18.PW/6 Dr. Y.K. Sharma has stated that no definite opinion
regarding recent sexual assault can be given as the cause of
death is due to shock of 85% burn and also stated that private
part of the victim also got burnt in fire. The Doctor has stated in
paragraph-9 that there was sperm on the front and inner sides of
the undergarment as such he has sent the undergarment of the
victim for chemical analysis vide Ex.P/7. He has also given
opinion that the accused is capable to perform intercourse.
19.PW/7 Ganesh Ram Kashyap, seizure witness of Ex.P/9 by which
the gamchha which was containing some white spots, torn white
cloth on which some sperm like spots were present, one Salwar
(bottom wear) torn on both leg sides and sperm like spot was
present on the middle of the Salwar, were seized from the place
of occurrence.
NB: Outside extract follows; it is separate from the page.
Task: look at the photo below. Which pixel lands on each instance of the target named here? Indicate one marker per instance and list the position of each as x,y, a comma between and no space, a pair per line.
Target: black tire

This witness has supported the seizure of the
articles as mentioned in Ex.P/9 and in the cross-examination he
has reiterated that he has seen Salwar, a white cloth at the place
of occurrence and remaining articles were shown him at the
police station which has been mentioned in Ex.P/8 and Ex.P/10.
20.P.W/15 Subhash Das who has investigated the matter has stated
in paragraph-11 about the availability of the torn Gamchha, white
torn cloth and torn Salwar in which white spot like sperm was
found. This witness has been cross-examined but nothing has
been brought on record to dilute the evidence.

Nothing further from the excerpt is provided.